IMO it should probably just do it regardless of SOURCE-ID. At the keyboard or from an INCLUDED file there's only one line anyway so it doesn't matter. That leaves EVALUATE and LOAD. The Block-extended \ says that if BLK is not zero \ should "discard the remainder of the line," where I think that's defined by the line length here, I say there should be a File-Access-extended \ that does $d parse 2drop in the case of durexForth, presumably parsing until the line-terminator described by READ-LINE, if that differs for a different Forth.

jkotlinski commented 1 year ago

Sure, that makes sense to me at least.

ekipan commented 1 year ago

Attempting previously to compile z from within v left me in a bad state with an unresponsive interpreter but the latest fix seems to compile it correctly.

ekipan commented 1 year ago

I found one edge case:

.( a)
\
.( b)
.( c)

No space after the \, in v4 this gives "abc" but with the fix gives "ac". I'm personally willing to not care about this edge case though.

jkotlinski commented 1 year ago

That seems very wrong though.

Whammo commented 1 year ago

Long lines are tricky. The line link table is mysterious.

ekipan commented 1 year ago

Hrrmnm perhaps this? : \ -1 >in +! $d parse drop drop ; Is there any possibility this could underflow the input buffer?

jkotlinski commented 1 year ago

I do not think there is anything wrong with the proposed \ definition. Something else is wrong.

OK, I understand now what is going on.

: \ -1 >in +! $d parse drop drop ;

That looks like a bit of a hack. What if : x 0 >in ! postpone \ ; ? OK, it is not super likely that someone would write code like that, but at the same time, there is no reason that it should cause undefined behavior.

ekipan commented 1 year ago

: \ >in @ 1- 0 max >in ! $d parse drop drop ; This is definitely more subtle than I initially thought.

jkotlinski commented 1 year ago

I am not a fan of that \ definition. I think I changed my mind back now. I am quoting Mitch Bradley, who designed the Forth input system:

"[...] the standard specifies an input model that is intended to be strictly line-oriented - the input buffer contains exactly one line."
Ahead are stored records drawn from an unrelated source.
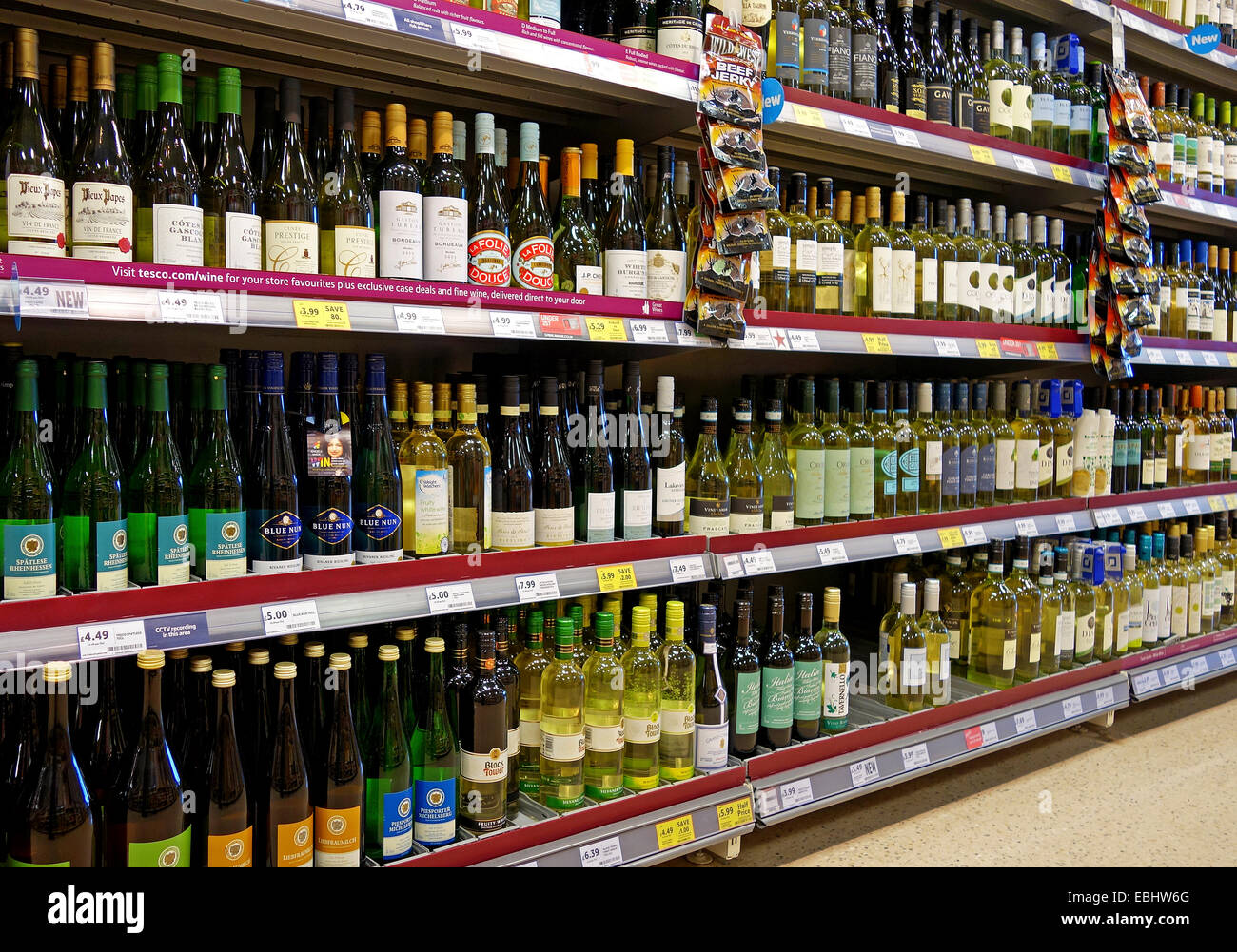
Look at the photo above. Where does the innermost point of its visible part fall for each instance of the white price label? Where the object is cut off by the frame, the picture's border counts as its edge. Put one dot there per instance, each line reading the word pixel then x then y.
pixel 360 11
pixel 450 598
pixel 111 638
pixel 688 570
pixel 420 321
pixel 289 618
pixel 914 757
pixel 907 543
pixel 795 792
pixel 648 332
pixel 512 324
pixel 606 852
pixel 537 588
pixel 832 553
pixel 865 771
pixel 758 563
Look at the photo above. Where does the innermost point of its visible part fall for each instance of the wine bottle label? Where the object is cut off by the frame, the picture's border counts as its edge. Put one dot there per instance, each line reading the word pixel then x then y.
pixel 291 246
pixel 604 738
pixel 445 243
pixel 337 836
pixel 354 252
pixel 103 222
pixel 533 263
pixel 626 273
pixel 29 561
pixel 230 851
pixel 171 853
pixel 668 275
pixel 600 517
pixel 35 215
pixel 712 747
pixel 638 514
pixel 708 517
pixel 679 37
pixel 555 527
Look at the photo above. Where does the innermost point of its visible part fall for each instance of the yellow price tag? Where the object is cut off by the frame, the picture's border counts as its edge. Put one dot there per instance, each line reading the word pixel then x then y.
pixel 606 329
pixel 322 314
pixel 736 812
pixel 617 577
pixel 808 115
pixel 676 832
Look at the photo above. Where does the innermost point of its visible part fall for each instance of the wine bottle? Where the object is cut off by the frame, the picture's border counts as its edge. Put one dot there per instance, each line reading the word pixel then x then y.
pixel 28 507
pixel 32 202
pixel 273 526
pixel 341 780
pixel 288 201
pixel 344 205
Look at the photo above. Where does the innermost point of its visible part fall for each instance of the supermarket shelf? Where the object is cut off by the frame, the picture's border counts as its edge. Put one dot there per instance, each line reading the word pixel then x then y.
pixel 816 545
pixel 910 338
pixel 94 625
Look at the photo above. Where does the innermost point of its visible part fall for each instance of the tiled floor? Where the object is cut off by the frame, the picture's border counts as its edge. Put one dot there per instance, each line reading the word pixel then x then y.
pixel 1157 787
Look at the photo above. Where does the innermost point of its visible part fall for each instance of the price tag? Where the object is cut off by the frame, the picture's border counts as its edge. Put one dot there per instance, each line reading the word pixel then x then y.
pixel 832 553
pixel 736 812
pixel 865 771
pixel 450 598
pixel 537 588
pixel 689 569
pixel 617 577
pixel 185 307
pixel 606 329
pixel 606 852
pixel 907 543
pixel 648 332
pixel 322 314
pixel 420 321
pixel 675 832
pixel 758 563
pixel 914 757
pixel 798 791
pixel 289 618
pixel 512 324
pixel 111 638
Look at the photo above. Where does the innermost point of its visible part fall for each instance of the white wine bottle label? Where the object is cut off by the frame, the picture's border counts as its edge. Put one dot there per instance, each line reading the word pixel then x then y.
pixel 626 273
pixel 401 233
pixel 177 234
pixel 291 246
pixel 604 738
pixel 35 215
pixel 355 255
pixel 555 527
pixel 103 222
pixel 514 530
pixel 445 243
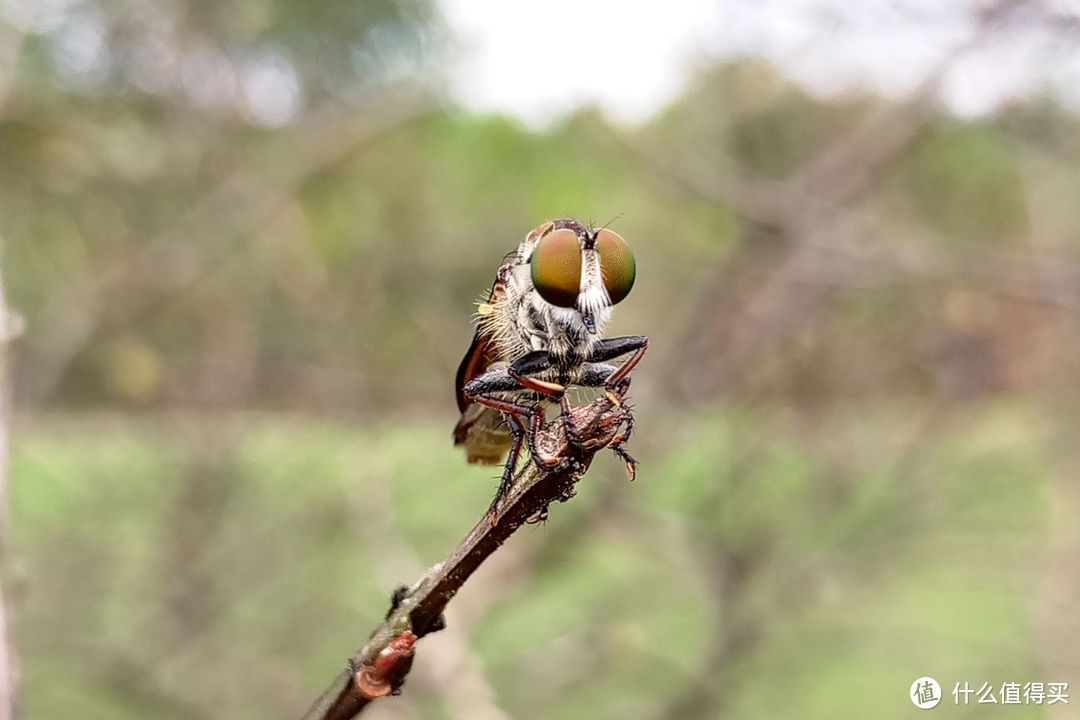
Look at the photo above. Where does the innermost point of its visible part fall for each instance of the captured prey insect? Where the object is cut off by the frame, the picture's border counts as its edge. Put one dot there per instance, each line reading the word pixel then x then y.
pixel 538 334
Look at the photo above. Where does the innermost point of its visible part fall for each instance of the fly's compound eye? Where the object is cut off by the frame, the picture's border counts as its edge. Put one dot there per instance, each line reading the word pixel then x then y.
pixel 617 265
pixel 556 268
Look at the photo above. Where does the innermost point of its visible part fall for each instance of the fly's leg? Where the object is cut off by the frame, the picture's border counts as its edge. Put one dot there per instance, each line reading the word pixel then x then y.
pixel 611 348
pixel 523 419
pixel 507 480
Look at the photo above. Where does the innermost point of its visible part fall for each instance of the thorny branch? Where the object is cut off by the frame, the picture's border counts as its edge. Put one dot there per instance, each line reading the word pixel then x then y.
pixel 379 668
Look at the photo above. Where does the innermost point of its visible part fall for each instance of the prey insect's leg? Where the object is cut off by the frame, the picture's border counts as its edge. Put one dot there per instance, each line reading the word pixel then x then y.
pixel 597 375
pixel 530 364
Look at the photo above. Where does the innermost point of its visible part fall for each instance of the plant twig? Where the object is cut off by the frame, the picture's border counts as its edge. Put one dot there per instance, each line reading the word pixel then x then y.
pixel 379 667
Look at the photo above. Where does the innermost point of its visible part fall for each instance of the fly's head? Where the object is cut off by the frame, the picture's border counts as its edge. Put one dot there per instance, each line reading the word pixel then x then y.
pixel 577 270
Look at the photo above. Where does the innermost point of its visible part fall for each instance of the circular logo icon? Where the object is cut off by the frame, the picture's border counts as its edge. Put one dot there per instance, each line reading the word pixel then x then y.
pixel 926 693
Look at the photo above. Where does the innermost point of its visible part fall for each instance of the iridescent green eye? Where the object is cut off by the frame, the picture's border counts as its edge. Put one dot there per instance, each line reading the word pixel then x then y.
pixel 556 268
pixel 617 265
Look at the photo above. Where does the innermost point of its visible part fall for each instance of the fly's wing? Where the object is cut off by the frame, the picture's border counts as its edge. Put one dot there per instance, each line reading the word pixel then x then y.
pixel 481 430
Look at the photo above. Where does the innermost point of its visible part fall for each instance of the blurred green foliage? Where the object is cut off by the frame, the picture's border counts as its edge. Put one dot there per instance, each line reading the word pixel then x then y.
pixel 246 239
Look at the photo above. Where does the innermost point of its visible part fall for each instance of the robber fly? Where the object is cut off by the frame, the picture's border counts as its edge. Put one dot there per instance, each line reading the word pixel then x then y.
pixel 538 334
"[...] reading the entire file into one big buffer is certainly feasible - I do that myself in some scenarios - but to be compliant with the standard as I understand it, REFILL needs to look for the next line delimiter and arrange for the input buffer to contain just the one line."

So... I now again think it makes sense to change REFILL and ( to properly deal with multi-line EVALUATE strings. REFILL should split up the EVALUATE string line-by-line. ( should work just like for text files.
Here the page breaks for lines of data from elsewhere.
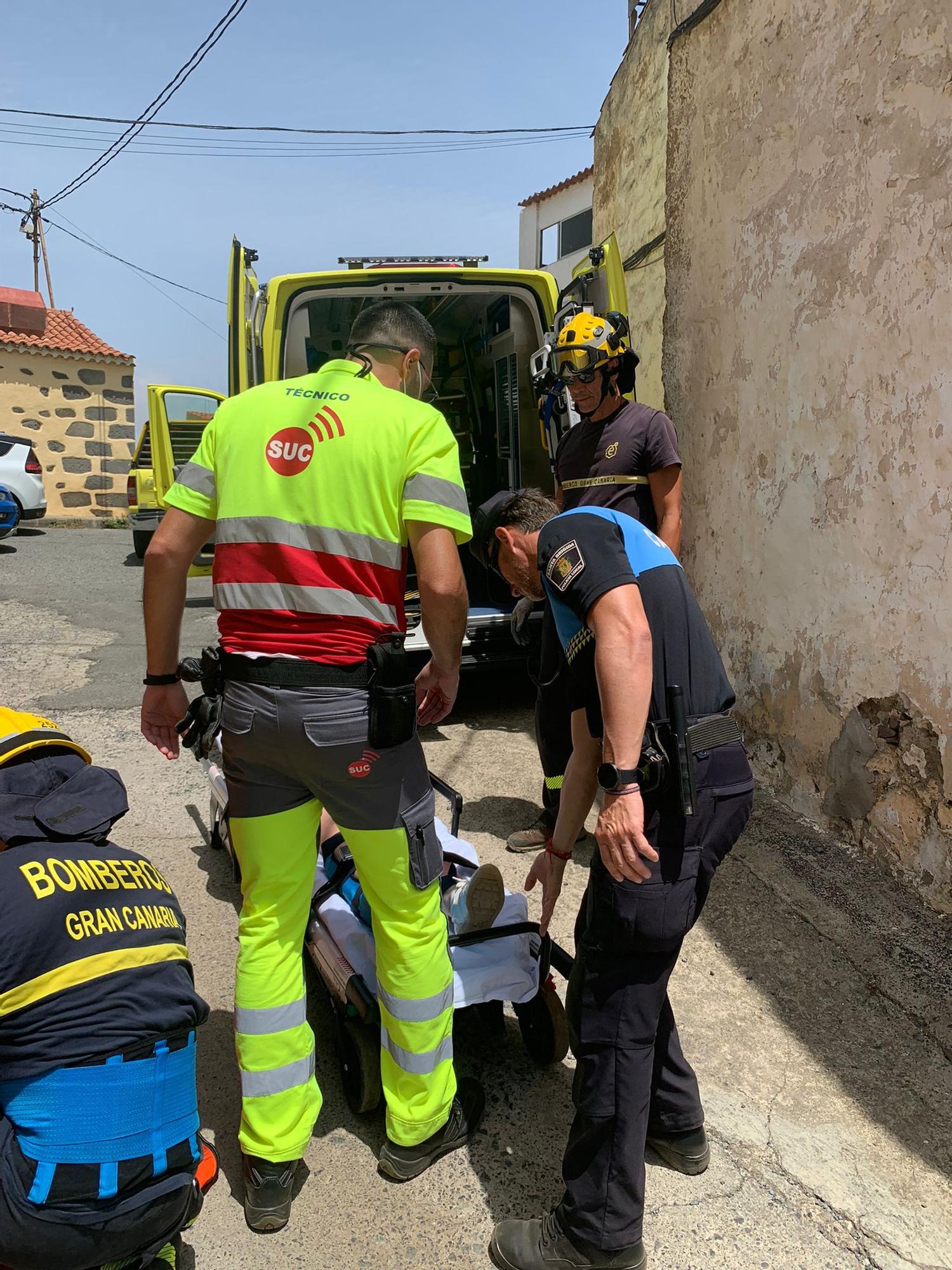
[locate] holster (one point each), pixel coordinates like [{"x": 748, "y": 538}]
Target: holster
[{"x": 392, "y": 694}]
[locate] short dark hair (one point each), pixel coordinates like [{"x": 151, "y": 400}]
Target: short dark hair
[
  {"x": 529, "y": 510},
  {"x": 393, "y": 322}
]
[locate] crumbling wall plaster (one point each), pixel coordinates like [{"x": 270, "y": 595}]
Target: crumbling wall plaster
[{"x": 807, "y": 355}]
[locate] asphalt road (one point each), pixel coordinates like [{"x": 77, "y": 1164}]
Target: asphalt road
[{"x": 813, "y": 998}]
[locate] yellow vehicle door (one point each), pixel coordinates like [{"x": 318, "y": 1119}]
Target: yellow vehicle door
[
  {"x": 246, "y": 308},
  {"x": 177, "y": 418},
  {"x": 600, "y": 281}
]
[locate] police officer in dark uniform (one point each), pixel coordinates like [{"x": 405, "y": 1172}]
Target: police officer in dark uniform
[
  {"x": 101, "y": 1161},
  {"x": 623, "y": 455},
  {"x": 652, "y": 727}
]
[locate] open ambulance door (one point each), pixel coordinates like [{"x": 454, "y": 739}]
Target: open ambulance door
[
  {"x": 177, "y": 418},
  {"x": 246, "y": 319},
  {"x": 598, "y": 283}
]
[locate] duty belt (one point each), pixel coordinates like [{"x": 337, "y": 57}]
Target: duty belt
[
  {"x": 281, "y": 672},
  {"x": 713, "y": 731}
]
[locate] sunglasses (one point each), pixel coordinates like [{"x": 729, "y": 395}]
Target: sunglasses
[{"x": 430, "y": 393}]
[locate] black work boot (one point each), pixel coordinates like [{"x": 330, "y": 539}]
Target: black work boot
[
  {"x": 689, "y": 1153},
  {"x": 268, "y": 1191},
  {"x": 168, "y": 1259},
  {"x": 402, "y": 1164},
  {"x": 541, "y": 1245}
]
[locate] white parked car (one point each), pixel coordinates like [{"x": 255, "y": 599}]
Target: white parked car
[{"x": 22, "y": 474}]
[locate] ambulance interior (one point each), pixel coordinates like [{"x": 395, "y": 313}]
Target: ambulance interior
[{"x": 482, "y": 373}]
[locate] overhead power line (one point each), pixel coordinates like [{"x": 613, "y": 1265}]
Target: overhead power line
[
  {"x": 98, "y": 247},
  {"x": 136, "y": 126},
  {"x": 321, "y": 133},
  {"x": 252, "y": 150},
  {"x": 144, "y": 275}
]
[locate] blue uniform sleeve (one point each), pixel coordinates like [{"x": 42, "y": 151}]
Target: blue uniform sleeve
[{"x": 582, "y": 558}]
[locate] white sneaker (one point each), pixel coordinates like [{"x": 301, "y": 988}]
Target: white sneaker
[
  {"x": 535, "y": 838},
  {"x": 475, "y": 904},
  {"x": 532, "y": 839}
]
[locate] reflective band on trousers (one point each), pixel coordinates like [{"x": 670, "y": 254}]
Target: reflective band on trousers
[
  {"x": 277, "y": 1080},
  {"x": 590, "y": 482},
  {"x": 262, "y": 1023},
  {"x": 417, "y": 1065},
  {"x": 435, "y": 490},
  {"x": 197, "y": 478},
  {"x": 312, "y": 538},
  {"x": 272, "y": 596},
  {"x": 423, "y": 1010}
]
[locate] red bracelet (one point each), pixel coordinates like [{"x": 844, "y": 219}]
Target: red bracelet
[{"x": 559, "y": 855}]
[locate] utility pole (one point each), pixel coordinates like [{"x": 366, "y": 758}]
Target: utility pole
[{"x": 36, "y": 233}]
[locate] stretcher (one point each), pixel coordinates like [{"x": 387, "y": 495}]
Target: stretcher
[{"x": 511, "y": 962}]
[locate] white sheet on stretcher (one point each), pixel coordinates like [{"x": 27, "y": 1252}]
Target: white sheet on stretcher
[{"x": 497, "y": 971}]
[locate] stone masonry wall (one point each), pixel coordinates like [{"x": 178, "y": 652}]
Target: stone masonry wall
[
  {"x": 631, "y": 145},
  {"x": 807, "y": 358},
  {"x": 81, "y": 417}
]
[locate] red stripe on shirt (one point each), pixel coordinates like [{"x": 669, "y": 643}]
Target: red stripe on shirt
[
  {"x": 315, "y": 637},
  {"x": 300, "y": 567}
]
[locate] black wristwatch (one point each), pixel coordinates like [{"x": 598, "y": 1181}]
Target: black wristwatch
[{"x": 612, "y": 778}]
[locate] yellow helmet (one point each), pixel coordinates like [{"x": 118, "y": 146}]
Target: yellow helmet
[
  {"x": 586, "y": 344},
  {"x": 21, "y": 732}
]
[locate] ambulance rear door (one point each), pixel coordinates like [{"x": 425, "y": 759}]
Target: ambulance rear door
[
  {"x": 177, "y": 418},
  {"x": 247, "y": 307},
  {"x": 598, "y": 281}
]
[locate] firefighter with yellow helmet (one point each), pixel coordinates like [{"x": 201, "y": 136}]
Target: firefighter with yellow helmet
[
  {"x": 101, "y": 1160},
  {"x": 624, "y": 457}
]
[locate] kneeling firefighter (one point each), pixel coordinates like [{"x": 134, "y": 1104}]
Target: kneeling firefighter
[{"x": 101, "y": 1160}]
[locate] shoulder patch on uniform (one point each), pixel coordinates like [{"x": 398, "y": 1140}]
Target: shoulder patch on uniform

jkotlinski commented 1 year ago

I have a better idea, which may be the standard-compatible and nice way to go about it.

Add a word INCLUDE-RAM ( addr u -- ) which behaves pretty much like INCLUDED. It will set SOURCE-ID to a virtual file which is mapped to RAM. REFILL will include functionality to grab lines from that virtual file. End of story!
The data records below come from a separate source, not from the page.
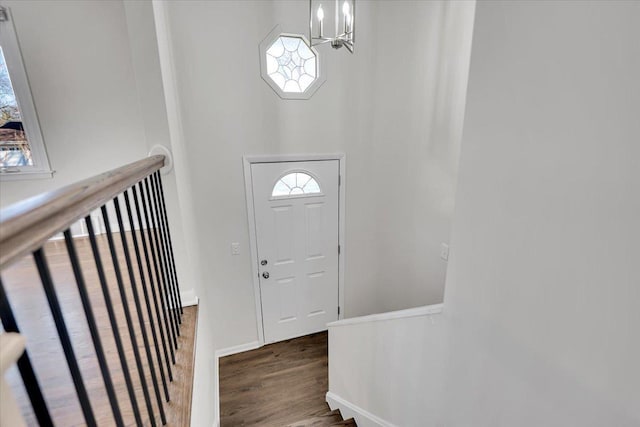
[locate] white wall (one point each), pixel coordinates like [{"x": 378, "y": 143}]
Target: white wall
[
  {"x": 97, "y": 88},
  {"x": 543, "y": 286},
  {"x": 78, "y": 62},
  {"x": 392, "y": 368},
  {"x": 387, "y": 107},
  {"x": 540, "y": 321}
]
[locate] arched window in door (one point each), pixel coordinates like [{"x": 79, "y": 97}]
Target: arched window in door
[{"x": 295, "y": 184}]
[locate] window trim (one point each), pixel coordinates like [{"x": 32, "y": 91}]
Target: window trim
[
  {"x": 320, "y": 66},
  {"x": 297, "y": 196},
  {"x": 20, "y": 82}
]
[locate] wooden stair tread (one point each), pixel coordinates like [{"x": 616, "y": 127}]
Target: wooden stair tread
[
  {"x": 333, "y": 418},
  {"x": 349, "y": 422}
]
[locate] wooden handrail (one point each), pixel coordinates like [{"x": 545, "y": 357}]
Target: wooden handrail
[{"x": 27, "y": 225}]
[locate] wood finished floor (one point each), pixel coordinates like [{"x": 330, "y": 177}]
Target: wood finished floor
[
  {"x": 275, "y": 385},
  {"x": 34, "y": 319}
]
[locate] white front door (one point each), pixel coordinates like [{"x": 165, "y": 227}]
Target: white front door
[{"x": 296, "y": 215}]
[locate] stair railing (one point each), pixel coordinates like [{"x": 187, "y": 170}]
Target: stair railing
[{"x": 136, "y": 192}]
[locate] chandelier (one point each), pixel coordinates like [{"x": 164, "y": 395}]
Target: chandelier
[{"x": 344, "y": 27}]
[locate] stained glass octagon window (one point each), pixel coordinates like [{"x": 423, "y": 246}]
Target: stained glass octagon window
[{"x": 290, "y": 65}]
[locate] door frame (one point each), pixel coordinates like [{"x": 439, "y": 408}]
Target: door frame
[{"x": 280, "y": 158}]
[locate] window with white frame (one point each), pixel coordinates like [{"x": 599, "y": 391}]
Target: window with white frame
[
  {"x": 22, "y": 151},
  {"x": 290, "y": 65},
  {"x": 296, "y": 184}
]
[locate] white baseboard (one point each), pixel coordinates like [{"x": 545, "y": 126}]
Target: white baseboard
[
  {"x": 348, "y": 410},
  {"x": 237, "y": 349},
  {"x": 188, "y": 297}
]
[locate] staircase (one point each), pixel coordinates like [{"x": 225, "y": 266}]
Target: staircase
[{"x": 332, "y": 418}]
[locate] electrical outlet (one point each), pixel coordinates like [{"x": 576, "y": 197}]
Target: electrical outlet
[
  {"x": 444, "y": 251},
  {"x": 235, "y": 248}
]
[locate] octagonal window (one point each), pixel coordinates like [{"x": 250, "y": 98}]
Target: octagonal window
[{"x": 290, "y": 65}]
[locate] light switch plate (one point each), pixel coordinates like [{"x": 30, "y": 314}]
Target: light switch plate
[{"x": 444, "y": 251}]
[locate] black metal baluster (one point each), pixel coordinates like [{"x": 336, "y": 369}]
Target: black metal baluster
[
  {"x": 113, "y": 320},
  {"x": 136, "y": 247},
  {"x": 153, "y": 289},
  {"x": 165, "y": 248},
  {"x": 136, "y": 300},
  {"x": 153, "y": 244},
  {"x": 24, "y": 365},
  {"x": 93, "y": 327},
  {"x": 167, "y": 237},
  {"x": 125, "y": 307},
  {"x": 153, "y": 202},
  {"x": 63, "y": 333}
]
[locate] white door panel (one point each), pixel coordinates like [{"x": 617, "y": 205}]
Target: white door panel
[{"x": 297, "y": 236}]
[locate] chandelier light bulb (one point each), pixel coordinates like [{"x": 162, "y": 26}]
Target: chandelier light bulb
[{"x": 345, "y": 8}]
jkotlinski commented 1 year ago

I am toying now with the idea to make a creating word for defining custom refill behavior...

e.g. -2 REFILLER ... ; would define the behavior when REFILL gets an input line and SOURCE-ID is -2. The created code would have the signature ( -- FALSE | C-ADDR U ); it should either return FALSE or the next line of the input source.

To include the custom -2 input source, one would call -2 INCLUDE-FILE.

With that, it would be possible to create a custom REFILL behavior specifically for including text files placed in a large RAM buffer.

I am also tempted to just hardcode a new INCLUDE-RAM method, maybe that is less work.

Besides that, the original option remains, which is to simply avoid multi-line ( comments :-)

jkotlinski commented 1 year ago

Adding INCLUDE-RAM was not a lot of fuss at all. https://github.com/jkotlinski/durexforth/pull/556

EDIT: it does not seem to work now, though. I am sure I had it working at some point. Fixed.